This is done in a number of different ways, in varying situations, but I may go into that in a later blog post. For now, I’m going to tell you the best way to approach a triage if you’re doing one on your own. The scene: you’ve just been put on a project and some manager has decided to put you in charge of “triaging” all the issues. There are about 300 of them. They are assigned to various random people. What do you do?
Well, here’s what I did.
1. Go through the list and cull out any duplicates. Usually this requires you to have a pretty decent memory, but sorting by name or category often helps. Once you’ve done an initial cull, I find that doing the other triage steps usually burns most issues into your brain so you tend to spot duplicates pretty easily after that.
2. Go through the entire list and find anything that is unclear and assign it to someone to get it clarified. It helps to separate these in some way, either by moving the issue to another issue tracker or sticking “CLARIFY” to the subject line so you know what’s going on with these issues.
3. Look for any issues that seem too “nitpicky” and do your best to get them off that list (e.g. “Table is 2 pixels too wide”, “Button is a different shade of green to other button”, “Use of capitalisation offends me as a woman”). Go back to the person that raised the issue and explain to them why their issue “doesn’t make the cut”. This is step 3 because by this time you will have the expression of someone who has just spent a month searching cow pats to find gold teeth. People don’t generally argue too much with a face like that.
4. Comb the list for issues that are “borderline” – the sort that seem pretty nitpicky but the person raises a valid point for their inclusion (e.g. “This obscure error message isn’t user friendly enough. What if it appears and the user doesn’t know what to do next?”). Go to the person who raised the issue and argue like hell to get it off the list. By then they’ll probably be a little scared of you anyway (see point 3) so you’ll have the advantage, so if they win you know that it probably really is important that it stays on the list and you should leave it in.
5. Get to know your team members’ strengths, skills and experience and reassign issues appropriately and prioritise them.
So your list should be pretty clean by now.
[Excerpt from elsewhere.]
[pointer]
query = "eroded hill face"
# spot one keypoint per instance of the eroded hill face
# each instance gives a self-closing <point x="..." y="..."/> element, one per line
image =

When new issues come in, you’ll be wanting to do the following:
1. Determine a suitable set of cut-off rules for dismissing new issues, and communicate it to your team, so that your decisions to dismiss new issues does not seem subjective and arbitrary.
2. Teach your team how to look up existing issues so that they don’t treat your brain as their personal issue search engine.
3. Be aware of the workload of each developer so that issues are divided evenly among team members.